While the notion of device-to-device communication holds great potential across a range of industries, with different manufacturers using different engineering standards, development has been slow-moving in the eyes of some.

In December last year we saw a raft of technology companies including Haier, LG Electronics, Panasonic and Qualcomm form the 23-member AllSeen Alliance, which was similarly created to fast track what it is calling "The Internet of Everything." Members of the Alliance are contributing software and engineering resources to an open-source project named AllJoyn, hoping to give birth to a new breed of inter-operating devices and services.

The IIC is yet to outline immediate plans as concrete as this, however, it does have backing from the White House, with the US federal government set to invest US$100 million a year in research relating to cyberphysical systems.

"By linking physical objects to the full power of cyberspace, the Industrial Internet promises to dramatically reshape how people interact with technology," said US Secretary of Commerce Penny Pritzker. "The Administration looks forward to working with public-private collaborations like the new IIC to turn innovative Industrial Internet products and systems into new jobs in smart manufacturing, health care, transportation and other areas."

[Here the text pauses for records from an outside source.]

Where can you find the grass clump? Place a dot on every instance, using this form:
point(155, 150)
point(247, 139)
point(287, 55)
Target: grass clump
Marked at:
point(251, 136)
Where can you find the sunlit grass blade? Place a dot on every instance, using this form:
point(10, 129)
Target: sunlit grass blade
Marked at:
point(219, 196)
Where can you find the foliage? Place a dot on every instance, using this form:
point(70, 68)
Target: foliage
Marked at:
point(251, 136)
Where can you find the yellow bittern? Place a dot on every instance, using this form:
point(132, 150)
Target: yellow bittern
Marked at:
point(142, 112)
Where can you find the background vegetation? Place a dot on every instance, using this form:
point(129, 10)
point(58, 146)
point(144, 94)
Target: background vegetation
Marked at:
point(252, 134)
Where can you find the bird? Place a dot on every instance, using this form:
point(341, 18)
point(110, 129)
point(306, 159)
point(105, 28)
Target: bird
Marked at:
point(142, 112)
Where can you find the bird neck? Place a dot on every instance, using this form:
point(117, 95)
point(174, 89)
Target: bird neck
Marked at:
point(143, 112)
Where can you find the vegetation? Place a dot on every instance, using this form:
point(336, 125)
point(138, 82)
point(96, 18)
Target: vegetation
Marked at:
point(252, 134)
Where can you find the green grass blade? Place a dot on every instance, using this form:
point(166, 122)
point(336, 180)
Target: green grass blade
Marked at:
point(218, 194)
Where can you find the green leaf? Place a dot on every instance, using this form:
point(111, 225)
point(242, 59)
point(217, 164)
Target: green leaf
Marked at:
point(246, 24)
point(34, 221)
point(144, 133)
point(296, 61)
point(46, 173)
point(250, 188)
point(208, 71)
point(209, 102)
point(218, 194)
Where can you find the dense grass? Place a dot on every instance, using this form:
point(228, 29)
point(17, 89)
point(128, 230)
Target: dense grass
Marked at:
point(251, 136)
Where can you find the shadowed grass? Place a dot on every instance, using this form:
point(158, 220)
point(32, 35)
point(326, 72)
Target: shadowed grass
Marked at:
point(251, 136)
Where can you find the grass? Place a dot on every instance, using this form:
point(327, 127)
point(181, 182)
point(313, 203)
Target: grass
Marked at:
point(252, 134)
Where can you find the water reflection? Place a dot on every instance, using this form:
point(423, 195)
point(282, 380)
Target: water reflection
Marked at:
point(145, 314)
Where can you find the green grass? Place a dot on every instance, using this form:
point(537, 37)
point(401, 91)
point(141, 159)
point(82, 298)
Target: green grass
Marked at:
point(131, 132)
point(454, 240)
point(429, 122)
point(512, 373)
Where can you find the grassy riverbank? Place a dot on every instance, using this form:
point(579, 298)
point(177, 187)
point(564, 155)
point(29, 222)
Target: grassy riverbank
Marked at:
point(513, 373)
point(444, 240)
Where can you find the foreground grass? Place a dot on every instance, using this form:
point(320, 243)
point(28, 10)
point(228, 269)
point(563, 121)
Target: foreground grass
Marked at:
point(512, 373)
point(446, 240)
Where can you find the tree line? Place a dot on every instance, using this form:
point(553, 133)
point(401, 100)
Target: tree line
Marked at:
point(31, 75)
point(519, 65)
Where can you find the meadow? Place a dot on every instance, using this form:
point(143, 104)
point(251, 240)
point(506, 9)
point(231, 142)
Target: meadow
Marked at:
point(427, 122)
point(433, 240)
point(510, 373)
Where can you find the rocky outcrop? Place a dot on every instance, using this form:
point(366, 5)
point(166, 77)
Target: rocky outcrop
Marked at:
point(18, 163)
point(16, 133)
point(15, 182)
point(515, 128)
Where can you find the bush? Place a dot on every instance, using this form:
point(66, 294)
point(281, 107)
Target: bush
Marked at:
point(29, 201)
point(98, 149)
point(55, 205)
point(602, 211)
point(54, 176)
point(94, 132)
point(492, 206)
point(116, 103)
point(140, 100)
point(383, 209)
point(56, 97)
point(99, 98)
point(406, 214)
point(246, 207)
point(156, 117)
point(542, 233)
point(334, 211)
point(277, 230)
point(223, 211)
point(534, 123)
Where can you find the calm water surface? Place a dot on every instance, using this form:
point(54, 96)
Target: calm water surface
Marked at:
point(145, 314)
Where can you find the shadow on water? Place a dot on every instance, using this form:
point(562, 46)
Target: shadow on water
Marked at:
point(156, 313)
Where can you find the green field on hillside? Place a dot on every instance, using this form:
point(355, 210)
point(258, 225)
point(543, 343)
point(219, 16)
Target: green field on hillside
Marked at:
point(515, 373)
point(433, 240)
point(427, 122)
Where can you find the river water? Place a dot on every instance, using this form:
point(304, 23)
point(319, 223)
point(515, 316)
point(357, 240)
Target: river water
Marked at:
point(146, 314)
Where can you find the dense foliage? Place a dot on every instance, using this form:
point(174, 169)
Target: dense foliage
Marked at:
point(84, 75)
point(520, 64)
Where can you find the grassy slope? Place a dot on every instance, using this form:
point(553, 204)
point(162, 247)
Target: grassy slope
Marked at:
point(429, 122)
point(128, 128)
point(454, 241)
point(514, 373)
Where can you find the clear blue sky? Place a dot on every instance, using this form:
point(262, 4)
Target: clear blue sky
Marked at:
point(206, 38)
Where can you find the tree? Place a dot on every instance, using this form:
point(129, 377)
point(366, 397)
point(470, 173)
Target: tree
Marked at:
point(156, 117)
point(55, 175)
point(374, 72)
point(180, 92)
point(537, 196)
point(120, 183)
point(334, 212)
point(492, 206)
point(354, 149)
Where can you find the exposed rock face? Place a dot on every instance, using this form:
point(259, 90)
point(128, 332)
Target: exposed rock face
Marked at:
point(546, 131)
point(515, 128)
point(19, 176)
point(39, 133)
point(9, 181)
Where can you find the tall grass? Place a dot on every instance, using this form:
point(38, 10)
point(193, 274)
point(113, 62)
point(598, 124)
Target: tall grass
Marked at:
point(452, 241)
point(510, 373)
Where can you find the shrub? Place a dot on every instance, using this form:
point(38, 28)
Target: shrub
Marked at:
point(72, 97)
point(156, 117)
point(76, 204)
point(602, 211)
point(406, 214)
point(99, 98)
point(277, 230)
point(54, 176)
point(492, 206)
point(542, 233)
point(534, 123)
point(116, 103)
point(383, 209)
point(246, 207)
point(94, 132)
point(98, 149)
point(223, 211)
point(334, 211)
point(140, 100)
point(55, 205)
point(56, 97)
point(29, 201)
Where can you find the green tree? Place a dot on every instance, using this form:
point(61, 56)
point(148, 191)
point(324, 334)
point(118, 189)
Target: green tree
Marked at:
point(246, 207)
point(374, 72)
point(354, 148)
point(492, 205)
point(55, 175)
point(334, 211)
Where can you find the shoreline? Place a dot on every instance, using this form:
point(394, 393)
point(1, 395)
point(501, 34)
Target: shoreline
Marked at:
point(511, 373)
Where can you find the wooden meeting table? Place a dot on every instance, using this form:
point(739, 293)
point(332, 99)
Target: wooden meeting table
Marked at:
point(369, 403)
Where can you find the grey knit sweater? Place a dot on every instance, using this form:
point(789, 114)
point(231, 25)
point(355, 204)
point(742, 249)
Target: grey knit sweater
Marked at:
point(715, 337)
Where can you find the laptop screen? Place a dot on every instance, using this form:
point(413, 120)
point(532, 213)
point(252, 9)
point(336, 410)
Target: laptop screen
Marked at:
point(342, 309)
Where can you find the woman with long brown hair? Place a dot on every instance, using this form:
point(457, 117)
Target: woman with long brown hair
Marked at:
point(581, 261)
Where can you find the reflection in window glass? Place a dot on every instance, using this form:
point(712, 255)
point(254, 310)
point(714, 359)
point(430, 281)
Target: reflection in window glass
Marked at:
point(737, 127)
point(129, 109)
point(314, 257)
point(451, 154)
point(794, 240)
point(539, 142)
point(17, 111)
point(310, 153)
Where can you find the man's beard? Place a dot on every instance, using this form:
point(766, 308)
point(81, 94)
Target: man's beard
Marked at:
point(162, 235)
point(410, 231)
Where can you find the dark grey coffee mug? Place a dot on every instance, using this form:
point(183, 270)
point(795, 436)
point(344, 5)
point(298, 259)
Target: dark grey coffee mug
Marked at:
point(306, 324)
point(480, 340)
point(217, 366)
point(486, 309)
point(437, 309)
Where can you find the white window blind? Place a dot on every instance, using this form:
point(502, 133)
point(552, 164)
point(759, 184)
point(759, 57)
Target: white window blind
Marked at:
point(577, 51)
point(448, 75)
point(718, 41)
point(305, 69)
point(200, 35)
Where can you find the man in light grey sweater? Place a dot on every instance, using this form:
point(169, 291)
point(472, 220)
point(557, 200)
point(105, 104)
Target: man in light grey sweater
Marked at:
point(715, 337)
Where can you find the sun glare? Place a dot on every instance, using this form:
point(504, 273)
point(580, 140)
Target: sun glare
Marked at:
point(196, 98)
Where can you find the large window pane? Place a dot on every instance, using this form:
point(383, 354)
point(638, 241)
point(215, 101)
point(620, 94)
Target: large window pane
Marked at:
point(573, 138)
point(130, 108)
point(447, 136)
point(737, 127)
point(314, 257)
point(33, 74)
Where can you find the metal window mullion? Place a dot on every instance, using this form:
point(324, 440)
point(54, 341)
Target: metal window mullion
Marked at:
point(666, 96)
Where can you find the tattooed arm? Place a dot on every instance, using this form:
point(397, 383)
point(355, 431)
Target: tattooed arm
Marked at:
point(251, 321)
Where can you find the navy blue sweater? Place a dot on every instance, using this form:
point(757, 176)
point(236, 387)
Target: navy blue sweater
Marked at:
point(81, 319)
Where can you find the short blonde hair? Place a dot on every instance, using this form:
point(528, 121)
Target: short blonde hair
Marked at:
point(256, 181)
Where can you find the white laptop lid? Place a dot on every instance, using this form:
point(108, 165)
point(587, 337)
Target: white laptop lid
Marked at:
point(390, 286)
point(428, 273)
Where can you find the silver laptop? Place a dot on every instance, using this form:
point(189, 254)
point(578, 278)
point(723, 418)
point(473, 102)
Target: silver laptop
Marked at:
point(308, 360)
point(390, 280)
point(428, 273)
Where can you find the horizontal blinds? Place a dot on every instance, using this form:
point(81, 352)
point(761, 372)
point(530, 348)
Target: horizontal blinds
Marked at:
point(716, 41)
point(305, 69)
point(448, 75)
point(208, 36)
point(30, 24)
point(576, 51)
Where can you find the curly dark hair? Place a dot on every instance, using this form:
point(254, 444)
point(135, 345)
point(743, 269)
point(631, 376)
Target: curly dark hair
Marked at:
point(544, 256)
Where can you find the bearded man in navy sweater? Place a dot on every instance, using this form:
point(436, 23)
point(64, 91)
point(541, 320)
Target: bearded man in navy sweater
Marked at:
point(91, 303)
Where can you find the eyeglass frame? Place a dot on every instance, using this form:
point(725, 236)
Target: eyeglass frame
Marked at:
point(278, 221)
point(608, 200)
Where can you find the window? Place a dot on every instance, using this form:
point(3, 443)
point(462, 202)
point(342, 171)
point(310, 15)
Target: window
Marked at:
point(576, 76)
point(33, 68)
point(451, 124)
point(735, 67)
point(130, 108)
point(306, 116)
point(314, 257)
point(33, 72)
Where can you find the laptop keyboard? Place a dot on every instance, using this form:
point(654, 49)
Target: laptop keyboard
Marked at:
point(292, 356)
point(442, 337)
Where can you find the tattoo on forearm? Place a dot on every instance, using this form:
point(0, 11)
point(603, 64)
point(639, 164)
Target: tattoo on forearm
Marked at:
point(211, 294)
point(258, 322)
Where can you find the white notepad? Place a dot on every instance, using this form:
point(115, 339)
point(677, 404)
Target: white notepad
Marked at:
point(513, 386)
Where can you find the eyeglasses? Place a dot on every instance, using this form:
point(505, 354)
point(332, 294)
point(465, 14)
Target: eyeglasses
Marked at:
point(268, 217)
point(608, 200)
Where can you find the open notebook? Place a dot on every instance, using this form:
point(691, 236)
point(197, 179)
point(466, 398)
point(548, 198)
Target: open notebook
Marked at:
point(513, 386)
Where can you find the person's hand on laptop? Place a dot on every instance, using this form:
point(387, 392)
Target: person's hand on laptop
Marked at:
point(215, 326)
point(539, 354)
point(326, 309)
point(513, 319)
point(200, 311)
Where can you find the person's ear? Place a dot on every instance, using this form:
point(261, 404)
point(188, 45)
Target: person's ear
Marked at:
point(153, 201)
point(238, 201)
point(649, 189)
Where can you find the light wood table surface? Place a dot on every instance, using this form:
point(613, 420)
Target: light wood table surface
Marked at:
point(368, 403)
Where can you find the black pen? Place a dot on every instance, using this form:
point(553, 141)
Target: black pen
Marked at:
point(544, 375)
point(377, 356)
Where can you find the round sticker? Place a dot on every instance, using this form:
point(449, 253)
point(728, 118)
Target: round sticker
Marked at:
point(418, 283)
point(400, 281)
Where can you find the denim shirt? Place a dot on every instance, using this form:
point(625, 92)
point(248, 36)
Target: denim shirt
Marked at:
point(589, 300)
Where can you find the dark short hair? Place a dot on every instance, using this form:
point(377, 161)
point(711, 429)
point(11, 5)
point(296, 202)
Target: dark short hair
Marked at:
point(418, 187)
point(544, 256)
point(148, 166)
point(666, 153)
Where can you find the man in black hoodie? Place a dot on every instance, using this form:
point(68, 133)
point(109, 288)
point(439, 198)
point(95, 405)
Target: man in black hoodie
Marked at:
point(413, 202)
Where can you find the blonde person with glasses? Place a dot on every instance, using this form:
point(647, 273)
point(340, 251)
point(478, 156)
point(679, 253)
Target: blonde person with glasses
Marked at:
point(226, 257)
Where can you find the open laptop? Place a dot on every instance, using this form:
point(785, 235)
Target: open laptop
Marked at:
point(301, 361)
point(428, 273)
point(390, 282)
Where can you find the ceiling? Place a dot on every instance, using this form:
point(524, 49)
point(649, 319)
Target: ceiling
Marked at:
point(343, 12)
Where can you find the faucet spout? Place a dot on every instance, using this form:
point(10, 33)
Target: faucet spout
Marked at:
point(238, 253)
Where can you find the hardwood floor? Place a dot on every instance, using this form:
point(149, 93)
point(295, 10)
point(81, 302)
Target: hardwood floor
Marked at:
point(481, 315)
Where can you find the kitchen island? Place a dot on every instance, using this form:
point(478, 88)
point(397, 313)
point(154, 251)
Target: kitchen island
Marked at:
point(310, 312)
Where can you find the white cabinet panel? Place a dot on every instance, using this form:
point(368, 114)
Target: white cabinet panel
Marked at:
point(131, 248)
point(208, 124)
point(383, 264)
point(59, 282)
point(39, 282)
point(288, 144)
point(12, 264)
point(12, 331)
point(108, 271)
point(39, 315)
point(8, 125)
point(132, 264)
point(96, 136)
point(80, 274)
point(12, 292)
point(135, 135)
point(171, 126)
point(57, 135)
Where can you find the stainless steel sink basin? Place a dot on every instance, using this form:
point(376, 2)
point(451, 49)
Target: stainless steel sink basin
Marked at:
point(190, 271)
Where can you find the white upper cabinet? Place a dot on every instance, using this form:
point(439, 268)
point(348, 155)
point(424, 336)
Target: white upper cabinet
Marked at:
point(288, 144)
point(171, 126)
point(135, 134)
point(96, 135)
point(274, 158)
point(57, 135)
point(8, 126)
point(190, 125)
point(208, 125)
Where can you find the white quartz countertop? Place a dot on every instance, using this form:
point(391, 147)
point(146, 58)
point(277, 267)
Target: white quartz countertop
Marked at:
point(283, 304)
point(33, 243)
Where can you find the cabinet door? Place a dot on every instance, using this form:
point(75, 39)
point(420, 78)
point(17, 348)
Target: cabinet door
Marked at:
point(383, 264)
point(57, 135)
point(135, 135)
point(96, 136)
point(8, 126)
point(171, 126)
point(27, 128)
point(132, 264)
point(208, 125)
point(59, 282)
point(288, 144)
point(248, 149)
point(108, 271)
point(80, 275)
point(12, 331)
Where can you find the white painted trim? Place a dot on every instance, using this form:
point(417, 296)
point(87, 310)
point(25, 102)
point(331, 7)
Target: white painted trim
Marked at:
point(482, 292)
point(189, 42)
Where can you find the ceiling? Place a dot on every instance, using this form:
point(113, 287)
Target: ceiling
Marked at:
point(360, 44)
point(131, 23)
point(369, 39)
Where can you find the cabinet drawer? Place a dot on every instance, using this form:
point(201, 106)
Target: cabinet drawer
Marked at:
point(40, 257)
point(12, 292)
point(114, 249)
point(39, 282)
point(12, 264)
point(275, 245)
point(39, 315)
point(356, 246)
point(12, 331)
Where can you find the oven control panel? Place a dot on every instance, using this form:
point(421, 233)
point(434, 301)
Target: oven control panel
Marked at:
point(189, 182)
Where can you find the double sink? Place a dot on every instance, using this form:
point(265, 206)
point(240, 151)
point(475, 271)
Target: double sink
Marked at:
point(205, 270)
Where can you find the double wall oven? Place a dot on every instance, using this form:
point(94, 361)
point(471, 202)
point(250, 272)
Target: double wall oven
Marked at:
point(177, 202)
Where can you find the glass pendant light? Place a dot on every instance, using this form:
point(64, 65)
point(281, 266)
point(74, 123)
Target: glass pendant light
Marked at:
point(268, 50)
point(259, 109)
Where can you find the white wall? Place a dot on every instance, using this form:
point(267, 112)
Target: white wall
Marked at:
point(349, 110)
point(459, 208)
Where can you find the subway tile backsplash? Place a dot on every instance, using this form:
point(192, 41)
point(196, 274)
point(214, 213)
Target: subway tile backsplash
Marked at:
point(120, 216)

The IIC will be managed by the Object Management Group (OMG), with its charter outlining ambitions to deliver reference architecture and standard requirements to allow connected technologies to be deployed more easily. This strategy will involve preparing industry case studies, facilitating open forums for the exchange of ideas and practices and helping shape global standards for internet and industrial systems.

"The Industrial Internet is ushering in a new era of explosive industry growth and innovation, unlike anything we've seen in decades," said Dr. Richard Soley, executive director of the Industrial Internet Consortium and Chairman and CEO of the Object Management Group. "OMG has spearheaded technological developments that have – and will continue to – enable the Industrial Internet. We are applying our 25 years of experience to the IIC to set the groundwork for the technological revolution to come."

Source: Industrial Internet Consortium

About the Author
Nick Lavars Nick was born outside of Melbourne, Australia, with a general curiosity that has drawn him to some distant (and very cold) places. Somewhere between enduring a winter in the Canadian Rockies and trekking through Chilean Patagonia, he graduated from university and pursued a career in journalism. Having worked for publications such as The Santiago Times and The Conversation, he now writes for Gizmag from Melbourne, excited by tech and all forms of innovation, the city's bizarre weather and curried egg sandwiches. All articles by Nick Lavars

That means more electromagnetic smog. I know some people who are sensitive to this and go to great lengths to avoid and protect themselves from electromagnetic radiation. Personally I avoid electromagnetic smog because of my hobby which is shortwave listening. These weak radio stations get swamped, in the cities and towns, by the interference generated by powerlines, Wi-Fi, switch mode power supplies, electric motors etc. More attention should be given to shielding and reducing interference by the manufacturers.

Haykey Kaariainen

@Kääriäinen There is huge consumer demand for some of the items you listed. There is no way to make more available spectrum for things like 4G and WiFi. More satellites are going up in the air, and people want to cram more and more data inside the slivers spectrum they are permitted to operate within. I agree about better shielding but that can be hard to police with all the devices floating around.

At the end of the day some of the short wave systems are just going to have to adapt for the new reality of an increasingly electronic world with more and more noise as a byproduct. Maybe it means moving away from caveman technologies like amplitude modulation for something modern with error correction. Maybe it means moving away from shortwave or streaming it over the top on IP but you are the minority.